Dreams and Ghosts with Dominic Pettman & Everyday Analysis
A bookshop conversation with Dominic Pettman and Everyday Analysis on dreams, ghosting and digital alienation
@ Join us for a conversation between two of the most exciting theorists of the digital realm, Dominic Pettman and Alfie Bown.
We are delighted to welcome our friends Everyday Analysis back to Housmans for what promises to be another stimulating reflection on the agonies and aporias of contemporary culture. This time we have Dominic Pettman joining us to talk about some of the recurrent ideas that animate his recent publications, The Forgetting of Dreams: Selected Oneiric Residues (published by Everyday Analysis) and Ghosting: On Disappearance (Polity, 2025). Dominic is emerging as one of our major theorists of the digital world. His work is especially accomplished at interrogating modes of disconnection, loneliness and alienation that could only really exist now, in an epoch almost entirely mediated through a digital reflection of itself.
Blurbs:
The Forgetting of Dreams: Selected Oneiric Residues
We process our lives through riddles, mysteries, ciphers, and enigmas – but we hesitate to share these with friends and family. In times gone by, as for Freud, dreams were considered a key to cosmic secrets. Today, in all sorts of ways – both subtle and not – we are discouraged from sharing the content of our dreams, unless we happen to be indulging in that most anachronistic ritual: lying prostrate on the psychoanalyst’s couch. Anywhere else, an anecdote that begins, “Last night I dreamed . . .” is usually met with a sigh and a defensive glazing of the eyes. In our over-burdened world, any sharing of dreams is always already perceived as over-sharing. Contrary to this, Pettman argues – the more we share tales of our isolated nocturnal journeys, the better chance we have to understand the topography of our collective conundrum.
Ghosting: On Disappearance
Abandonment is as old as time, but ghosting is a modern twist on this ancient experience. It translates this age-old phenomenon into our modern world of screens, delete buttons and blocking options. Ghosting is not only an unpleasant experience, or cowardly act, but a symptom of our increasingly spectral – that is, mediated and virtual – relationship to the world.
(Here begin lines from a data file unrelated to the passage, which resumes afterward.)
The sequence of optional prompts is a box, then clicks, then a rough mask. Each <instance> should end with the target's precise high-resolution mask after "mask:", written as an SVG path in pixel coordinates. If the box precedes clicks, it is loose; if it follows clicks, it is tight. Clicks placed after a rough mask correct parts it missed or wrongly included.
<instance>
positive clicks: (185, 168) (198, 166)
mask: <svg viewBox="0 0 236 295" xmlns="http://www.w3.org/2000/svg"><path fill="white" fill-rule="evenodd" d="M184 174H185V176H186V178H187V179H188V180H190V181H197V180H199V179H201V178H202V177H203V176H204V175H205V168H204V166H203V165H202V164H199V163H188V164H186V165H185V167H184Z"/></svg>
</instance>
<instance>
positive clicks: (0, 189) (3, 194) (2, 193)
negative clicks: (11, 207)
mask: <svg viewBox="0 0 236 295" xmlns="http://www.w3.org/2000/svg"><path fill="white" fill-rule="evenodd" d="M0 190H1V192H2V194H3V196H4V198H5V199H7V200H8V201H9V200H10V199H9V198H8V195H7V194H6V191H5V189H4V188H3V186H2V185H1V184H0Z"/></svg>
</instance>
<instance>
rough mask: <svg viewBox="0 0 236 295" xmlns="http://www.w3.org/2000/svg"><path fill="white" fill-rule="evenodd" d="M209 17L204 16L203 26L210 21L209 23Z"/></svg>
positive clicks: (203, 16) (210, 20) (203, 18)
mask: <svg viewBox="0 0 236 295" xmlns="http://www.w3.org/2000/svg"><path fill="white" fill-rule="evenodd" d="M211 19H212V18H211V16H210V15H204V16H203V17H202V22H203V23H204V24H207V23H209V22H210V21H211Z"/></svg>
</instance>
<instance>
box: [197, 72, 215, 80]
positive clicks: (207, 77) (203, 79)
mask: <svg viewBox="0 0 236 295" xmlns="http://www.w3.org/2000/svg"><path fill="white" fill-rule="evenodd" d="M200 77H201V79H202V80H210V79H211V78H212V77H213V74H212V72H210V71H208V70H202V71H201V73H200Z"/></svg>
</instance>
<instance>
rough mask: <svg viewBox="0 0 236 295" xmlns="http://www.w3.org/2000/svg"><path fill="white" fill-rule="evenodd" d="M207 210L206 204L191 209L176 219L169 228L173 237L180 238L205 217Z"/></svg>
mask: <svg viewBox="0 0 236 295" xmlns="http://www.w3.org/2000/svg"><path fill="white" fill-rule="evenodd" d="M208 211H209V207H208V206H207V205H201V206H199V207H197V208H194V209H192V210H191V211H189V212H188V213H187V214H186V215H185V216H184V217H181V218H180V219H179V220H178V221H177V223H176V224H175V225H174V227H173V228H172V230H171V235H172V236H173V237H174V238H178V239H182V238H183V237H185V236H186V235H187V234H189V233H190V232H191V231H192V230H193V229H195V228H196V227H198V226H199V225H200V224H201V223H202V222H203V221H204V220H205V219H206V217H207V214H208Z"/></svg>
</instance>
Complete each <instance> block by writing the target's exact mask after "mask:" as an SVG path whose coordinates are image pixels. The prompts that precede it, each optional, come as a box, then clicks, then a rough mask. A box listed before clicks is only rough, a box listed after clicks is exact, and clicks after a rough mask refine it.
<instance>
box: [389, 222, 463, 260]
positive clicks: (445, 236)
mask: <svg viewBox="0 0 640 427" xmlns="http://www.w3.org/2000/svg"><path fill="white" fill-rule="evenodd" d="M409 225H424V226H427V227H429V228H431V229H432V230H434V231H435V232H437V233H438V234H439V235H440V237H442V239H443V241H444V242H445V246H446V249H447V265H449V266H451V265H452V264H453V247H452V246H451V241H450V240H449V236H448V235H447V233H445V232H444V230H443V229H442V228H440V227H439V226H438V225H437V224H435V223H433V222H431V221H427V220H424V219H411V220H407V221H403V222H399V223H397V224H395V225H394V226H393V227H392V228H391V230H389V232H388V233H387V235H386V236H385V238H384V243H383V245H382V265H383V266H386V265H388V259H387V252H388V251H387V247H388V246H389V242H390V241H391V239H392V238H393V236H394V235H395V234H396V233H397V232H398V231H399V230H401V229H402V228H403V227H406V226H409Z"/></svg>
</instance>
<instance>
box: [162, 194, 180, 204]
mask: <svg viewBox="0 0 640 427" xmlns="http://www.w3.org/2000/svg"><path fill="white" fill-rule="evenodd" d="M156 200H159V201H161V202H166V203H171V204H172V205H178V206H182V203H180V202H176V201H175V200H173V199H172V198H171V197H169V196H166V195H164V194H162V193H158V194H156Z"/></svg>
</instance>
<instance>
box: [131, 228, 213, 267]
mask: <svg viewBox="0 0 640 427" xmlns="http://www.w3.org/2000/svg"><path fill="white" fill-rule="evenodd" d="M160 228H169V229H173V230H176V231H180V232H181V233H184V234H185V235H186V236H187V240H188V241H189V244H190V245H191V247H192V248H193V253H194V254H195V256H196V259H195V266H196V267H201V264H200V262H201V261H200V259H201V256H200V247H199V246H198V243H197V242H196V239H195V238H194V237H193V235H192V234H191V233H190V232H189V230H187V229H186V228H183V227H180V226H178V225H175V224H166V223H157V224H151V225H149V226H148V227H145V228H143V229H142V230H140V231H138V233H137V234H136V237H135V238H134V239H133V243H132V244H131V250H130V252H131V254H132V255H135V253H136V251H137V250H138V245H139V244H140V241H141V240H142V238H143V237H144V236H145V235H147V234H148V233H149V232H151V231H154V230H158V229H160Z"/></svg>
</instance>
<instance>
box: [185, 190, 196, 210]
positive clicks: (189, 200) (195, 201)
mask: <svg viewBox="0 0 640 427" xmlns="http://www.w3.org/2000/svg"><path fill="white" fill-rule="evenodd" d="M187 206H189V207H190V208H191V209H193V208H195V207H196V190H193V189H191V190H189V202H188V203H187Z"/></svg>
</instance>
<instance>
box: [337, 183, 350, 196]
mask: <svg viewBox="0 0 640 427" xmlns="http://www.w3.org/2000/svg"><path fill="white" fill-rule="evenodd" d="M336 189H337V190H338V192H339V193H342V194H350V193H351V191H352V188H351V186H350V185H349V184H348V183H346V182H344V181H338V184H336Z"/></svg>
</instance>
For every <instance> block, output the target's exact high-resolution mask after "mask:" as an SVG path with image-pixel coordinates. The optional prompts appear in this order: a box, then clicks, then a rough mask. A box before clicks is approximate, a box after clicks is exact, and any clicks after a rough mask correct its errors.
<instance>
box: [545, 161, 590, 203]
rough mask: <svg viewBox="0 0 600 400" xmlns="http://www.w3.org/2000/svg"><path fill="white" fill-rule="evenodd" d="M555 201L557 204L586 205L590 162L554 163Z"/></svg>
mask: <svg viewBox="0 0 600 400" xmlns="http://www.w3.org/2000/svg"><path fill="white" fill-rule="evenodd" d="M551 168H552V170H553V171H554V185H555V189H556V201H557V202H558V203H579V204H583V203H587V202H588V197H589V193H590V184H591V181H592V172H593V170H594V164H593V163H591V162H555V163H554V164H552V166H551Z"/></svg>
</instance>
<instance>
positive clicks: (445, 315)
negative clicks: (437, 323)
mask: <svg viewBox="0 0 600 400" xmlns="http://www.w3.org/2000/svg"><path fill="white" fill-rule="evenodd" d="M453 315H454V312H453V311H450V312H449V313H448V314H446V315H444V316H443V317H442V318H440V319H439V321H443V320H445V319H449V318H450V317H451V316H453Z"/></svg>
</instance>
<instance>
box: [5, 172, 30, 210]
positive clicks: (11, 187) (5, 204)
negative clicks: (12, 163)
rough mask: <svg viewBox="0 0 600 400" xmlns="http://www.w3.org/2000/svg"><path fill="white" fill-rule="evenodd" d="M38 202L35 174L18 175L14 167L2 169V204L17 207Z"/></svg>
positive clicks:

The overabundance of new modes of communication has invited an almost infinite number of contacts and conversations. At the same time, it has also offered an unprecedented opportunity for ignoring messages from others. And just as we invented the car crash when we invented automobiles, we also encouraged ghosting when we created the internet. Ghosting creates an empty space in our minds: a space faithfully tracing the silhouette of the one who ghosted us. But unlike traditional ghosts, today’s ghosters simply disappear, leaving behind a form of haunting that is closer to mourning: mourning for someone who is not in fact dead. In putting a kind of preemptive mourning into our everyday affairs, ghosting tells us much about the current human relationship – or non-relationship – to a shared sense of mortality, purpose, and spirit.